Kent City Council passed an ordinance to mandate face coverings in the city, both in public and private businesses on July 15.
The new measure comes after COVID-19 cases began to rise throughout the summer, prompting state officials to encourage social distancing and wearing masks to prevent the spread of the virus. In preparation for next semester, Kent State has implemented the Flashes Safe Seven principles, which requires students, faculty and visitors to wear masks on campus.
The city and university’s new policies will change everyday life for students preparing to return to the area for fall classes. Kody Sauvey, a freshman digital media productions major, plans to return to on-campus housing after moving off campus in March to his hometown in Lorain county. While masks are mandatory in his county, Sauvey has seen crowds of people without masks at places such as Crocker Park Mall in Westlake. He said mandates on masks are a good thing to help prevent the spread of COVID-19 in public places, and he hopes students in Kent will abide by these measures in the fall.
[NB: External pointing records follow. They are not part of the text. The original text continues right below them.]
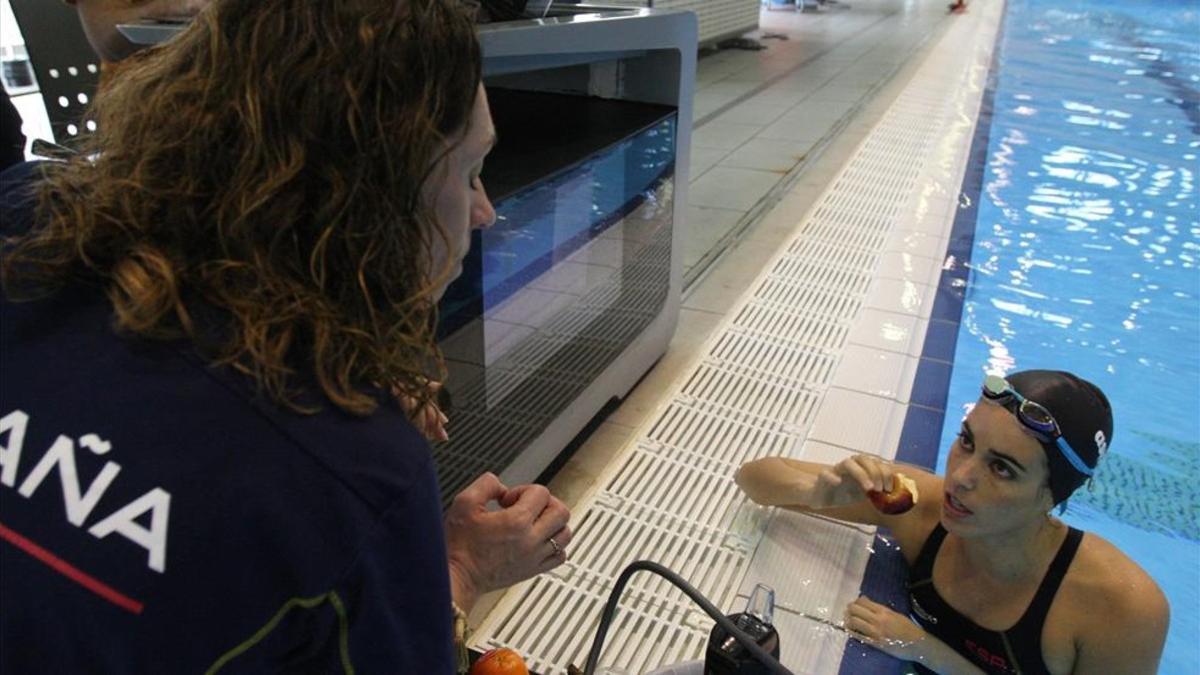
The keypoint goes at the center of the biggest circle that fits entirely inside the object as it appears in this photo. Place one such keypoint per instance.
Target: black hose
(610, 609)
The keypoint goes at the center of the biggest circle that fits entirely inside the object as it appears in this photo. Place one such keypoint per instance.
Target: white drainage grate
(755, 392)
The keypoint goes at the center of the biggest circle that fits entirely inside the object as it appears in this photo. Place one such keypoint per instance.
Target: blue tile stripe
(883, 580)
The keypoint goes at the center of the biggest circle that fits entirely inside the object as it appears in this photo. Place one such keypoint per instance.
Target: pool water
(1085, 258)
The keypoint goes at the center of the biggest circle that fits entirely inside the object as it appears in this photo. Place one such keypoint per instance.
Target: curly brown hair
(265, 169)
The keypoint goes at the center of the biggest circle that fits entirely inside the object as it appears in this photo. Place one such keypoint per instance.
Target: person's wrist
(463, 590)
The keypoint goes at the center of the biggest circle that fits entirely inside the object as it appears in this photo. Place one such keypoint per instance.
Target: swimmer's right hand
(849, 482)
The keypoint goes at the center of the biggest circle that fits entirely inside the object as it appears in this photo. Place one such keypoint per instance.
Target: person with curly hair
(219, 357)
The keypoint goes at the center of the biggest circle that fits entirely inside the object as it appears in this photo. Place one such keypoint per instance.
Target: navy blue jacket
(157, 517)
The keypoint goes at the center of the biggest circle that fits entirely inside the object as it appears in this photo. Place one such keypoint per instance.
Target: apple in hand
(501, 661)
(900, 499)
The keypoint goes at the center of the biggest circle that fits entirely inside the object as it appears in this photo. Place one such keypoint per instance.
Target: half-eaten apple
(899, 500)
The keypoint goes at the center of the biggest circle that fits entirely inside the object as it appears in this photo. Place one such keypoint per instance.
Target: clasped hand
(492, 549)
(885, 629)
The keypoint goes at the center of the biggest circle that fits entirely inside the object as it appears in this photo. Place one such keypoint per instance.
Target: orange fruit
(501, 661)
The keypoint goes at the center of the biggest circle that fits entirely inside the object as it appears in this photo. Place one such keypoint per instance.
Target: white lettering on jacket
(78, 503)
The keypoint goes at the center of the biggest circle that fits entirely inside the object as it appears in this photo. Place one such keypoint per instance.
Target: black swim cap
(1084, 414)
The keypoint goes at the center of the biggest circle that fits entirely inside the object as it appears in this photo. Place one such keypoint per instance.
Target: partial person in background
(217, 323)
(996, 584)
(12, 141)
(100, 19)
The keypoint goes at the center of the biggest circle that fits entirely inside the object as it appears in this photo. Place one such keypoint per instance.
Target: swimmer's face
(996, 476)
(456, 191)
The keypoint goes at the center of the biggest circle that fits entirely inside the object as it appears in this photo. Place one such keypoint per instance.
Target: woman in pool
(996, 584)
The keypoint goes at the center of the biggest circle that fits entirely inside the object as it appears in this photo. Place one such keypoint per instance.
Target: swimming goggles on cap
(1035, 417)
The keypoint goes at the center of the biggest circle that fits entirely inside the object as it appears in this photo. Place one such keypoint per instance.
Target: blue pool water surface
(1085, 258)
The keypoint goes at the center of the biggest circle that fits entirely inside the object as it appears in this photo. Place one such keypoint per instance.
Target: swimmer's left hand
(886, 629)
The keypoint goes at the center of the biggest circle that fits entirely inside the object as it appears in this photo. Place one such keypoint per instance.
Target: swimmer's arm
(798, 485)
(1128, 633)
(942, 659)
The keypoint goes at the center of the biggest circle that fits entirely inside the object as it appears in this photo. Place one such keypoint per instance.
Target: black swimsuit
(1017, 651)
“Wearing a mask does not do any negative harm to you, but not wearing one can do negative harm to other people around you,” Sauvey said. “There’s no negative to wearing a mask, (and there is) only positives no matter how you look at it.”
Justine Gallo, a junior fashion design major, left her apartment in Kent in March to return to her hometown in New Jersey. Her state has implemented a mask mandate since early July, and she has been accustomed to wearing a mask at a flea market job she took in early summer. Gallo said wearing masks is a sign of respect toward others in public, but she anticipates people in Kent will continue to practice their personal habits regardless of the mask mandate.
Josh Devera, a sophomore digital media production major, moved back to his hometown in Richfield after COVID-19 concerns closed the university. While Devera will only take online classes from home this semester, he did approve of Kent’s mask mandate.
“Me and my family personally don’t have a problem with wearing masks in public,” Devera said. “We want other people to wear masks so we stay safe and to keep other people safe . . . I don’t think anybody’s rights are being stripped away from them. This is an overall morally good thing for the most number of people. We need to seek to find the new normal in these hard times, and this is part of it, just adapting.”
Nora Riffle, a junior fashion design major, moved back to her hometown in West Virginia after campus closed in March. She is living part of the summer at Saugatuck in Michigan with relatives and works as a hostess at a local restaurant. Riffle expressed her concern for patrons visiting the restaurant, as Saugatuck is a large tourist destination for those visiting Lake Michigan.
“I’ve gotten a lot of backlash from people not wanting to wear masks (and) being very upset about having to walk to their table with a mask on,” Riffle said. “I would never be upset by that. We’re trying to keep you safe. We’ve actually had to kick people out of the restaurant because they won’t wear a mask.”
Riffle advocates for the mask mandate in Kent and is curious to see what weekends and bar life will be like in the downtown area as the city of Kent implemented a Designated Outdoor Refreshment Area [DORA] last week.